Organic manures, including slurry, poultry litter, digestate, sewage sludge, anaerobic digestate and abattoir waste, must not be applied to any land from midnight 15th October to midnight 31st January. Farmyard manure must not be applied to any land from midnight 31st October to midnight 31st January. Keep a record of exports of organic manures as these must now be submitted annually to NIEA by 31st January for the previous calendar year.
The change of diet, social group and overall environment associated with housing can trigger problems affecting the performance of your cattle. To minimise this risk consider the following:
* Carry out shed alterations well in advance to minimise moisture, lower air speed (draughts) and provide fresh air. As a rule of thumb calves and adult cattle require 0.04 square metres and 0.1 square metres per individual of outlet respectively and at least double, if not four times, this amount as an inlet.
* Provide clean housing if possible, ideally power hosed and disinfected. Using lime can also be advantageous if there was a previous disease problem.
* As discussed last month, if possible have spring born calves weaned and eating creep before housing.
* Clipping a strip down the back of animals to help prevent over-heating and therefore condensation in sheds. It can also reduce problems with lice.
* Although difficult in this country try to house stock on a dry day and in batches. Housing cattle of different ages and stages on a wet day creates an ideal environment for disease transmission.
* Cattle will not pick up any new liver fluke or worms once housed and therefore this is an ideal time to treat for these parasites. The length of time between housing and treatment depends entirely on the product used.
* Ensure lungworm is not an issue at housing as damaged lungs will be more susceptible to pneumonia.
* If vaccinating calves consult your vet on the correct treatment and products to use to give the best cover for your farm.
Ewe lamb breeding
If breeding ewe lambs, make sure those selected are above 60% of their expected mature weight. Lambs below this target at service will be under more pressure later in the year to meet requirements for the growing foetus/es and their own maintenance and growth. Mature weights differ depending on breed, but mid-way between the ewe and rams mature weight is a good estimate.

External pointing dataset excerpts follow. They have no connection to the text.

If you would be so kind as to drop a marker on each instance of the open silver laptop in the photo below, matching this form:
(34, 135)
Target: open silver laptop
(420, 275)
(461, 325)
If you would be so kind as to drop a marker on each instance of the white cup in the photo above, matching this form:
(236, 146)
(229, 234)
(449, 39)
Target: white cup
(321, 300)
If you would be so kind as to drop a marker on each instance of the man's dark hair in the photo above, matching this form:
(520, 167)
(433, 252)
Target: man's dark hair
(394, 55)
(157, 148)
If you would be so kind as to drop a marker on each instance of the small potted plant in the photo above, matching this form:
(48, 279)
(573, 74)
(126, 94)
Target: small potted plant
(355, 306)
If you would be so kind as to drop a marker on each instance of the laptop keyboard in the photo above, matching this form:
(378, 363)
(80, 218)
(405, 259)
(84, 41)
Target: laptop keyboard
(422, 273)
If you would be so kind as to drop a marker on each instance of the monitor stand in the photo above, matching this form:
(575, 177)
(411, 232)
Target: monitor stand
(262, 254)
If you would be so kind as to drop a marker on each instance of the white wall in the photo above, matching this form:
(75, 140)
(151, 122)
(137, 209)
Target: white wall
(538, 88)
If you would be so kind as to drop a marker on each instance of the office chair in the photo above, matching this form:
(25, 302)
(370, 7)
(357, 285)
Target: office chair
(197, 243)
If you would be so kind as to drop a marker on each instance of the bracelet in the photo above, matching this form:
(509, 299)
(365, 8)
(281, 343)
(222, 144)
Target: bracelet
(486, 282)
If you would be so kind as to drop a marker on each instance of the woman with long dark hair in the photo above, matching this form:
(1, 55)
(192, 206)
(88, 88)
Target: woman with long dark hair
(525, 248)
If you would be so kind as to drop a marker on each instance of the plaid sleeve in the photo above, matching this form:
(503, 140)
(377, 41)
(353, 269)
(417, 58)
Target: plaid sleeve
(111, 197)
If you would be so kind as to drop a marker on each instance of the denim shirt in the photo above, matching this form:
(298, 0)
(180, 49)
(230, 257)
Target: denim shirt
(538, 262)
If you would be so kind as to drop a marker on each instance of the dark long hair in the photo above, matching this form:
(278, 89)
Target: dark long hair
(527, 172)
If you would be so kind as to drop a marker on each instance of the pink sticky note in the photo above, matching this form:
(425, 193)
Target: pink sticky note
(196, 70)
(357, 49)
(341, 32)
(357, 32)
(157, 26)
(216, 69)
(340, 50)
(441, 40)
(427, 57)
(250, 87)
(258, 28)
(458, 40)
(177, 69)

The use of teasers to tighten the mating period is becoming more common. This is known as ‘the ram effect’ and triggers ovulation in non-cycling ewes. For it to be successful a number of steps must be followed. It is important the ewes do not see or smell either entire or vasectomised rams for at least six weeks before introduction. Introduce teasers 17 days before mating with 24-48 hours exposure sufficient to stimulate ovulation, but generally teasers remain with a group longer. They should then be removed no later than day 14. After removal entire rams can be introduced. Peak activity is between days 18 and 23 after rams are initially introduced. If teasers are not available the same process using entire rams kept apart from ewes with a stock-proof fence but within sight and smell should have a similar effect. Good teasers are:
* Vasectomised at least eight weeks before required.
* Young and fit and can cover a group of between 100-150 ewes.
* Crossbred rams as they have hybrid vigour and are often more active than purebred rams.